Bittorrent — is known as the software that can distribute illegally provided movies, music and programs. Similar to Bitcoin, it is also a decentralized system in which the files are not located on a central server but distributed in fragments on all computers on which Bittorrent runs. If you use Bittorrent to download files, you can make them available to others in the meantime. If this is prohibited by the copyright holder of the file, then this is a criminal offence.
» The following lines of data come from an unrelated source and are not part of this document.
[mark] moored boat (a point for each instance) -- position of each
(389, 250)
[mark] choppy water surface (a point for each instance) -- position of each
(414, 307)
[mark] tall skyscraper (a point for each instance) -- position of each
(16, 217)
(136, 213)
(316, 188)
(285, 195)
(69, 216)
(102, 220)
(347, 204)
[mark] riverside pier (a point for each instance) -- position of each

Wikileaks — Julian Assange is a must. Wikileaks is a website where whistleblowers can safely store their secrets and make them accessible to the public. They in turn are protected from being detected by encryption. (Not always works, however, as some whistleblowers have already noticed.)

Bitcoin is cypherpunk

That was a long prelude to the question: what does Bitcoin have to do with encryption and privacy and why do I need to know? The popular 44th President of the USA provides us with an answer in a conversation with the TV station ABC:

Where would we be if not only the richest of the rich could have a tool like this to avoid their tax obligations, but every citizen? In the view of the US government, the reprehensible thing is not the existence of Swiss bank accounts, but democratic access to this type of fiscal anonymity. What we can take from all that:

Blockchain technology makes it possible to maintain a high degree of anonymity and privacy thanks to encryption in financial transactions. For better or for worse.

It thus has the characteristics of cash but is much easier to transfer. Bitcoin (or more private coins such as Monero, Zcash or Dash) means cashless money transfer without the monitoring previously possible. Bitcoin is therefore not just a money tool, but a political issue. Whoever uses developments in blockchain technology makes a political statement.

Supporters of security through surveillance should fear Bitcoin, like the devil the holy water or Barack Obama a democratized Swiss numbered account.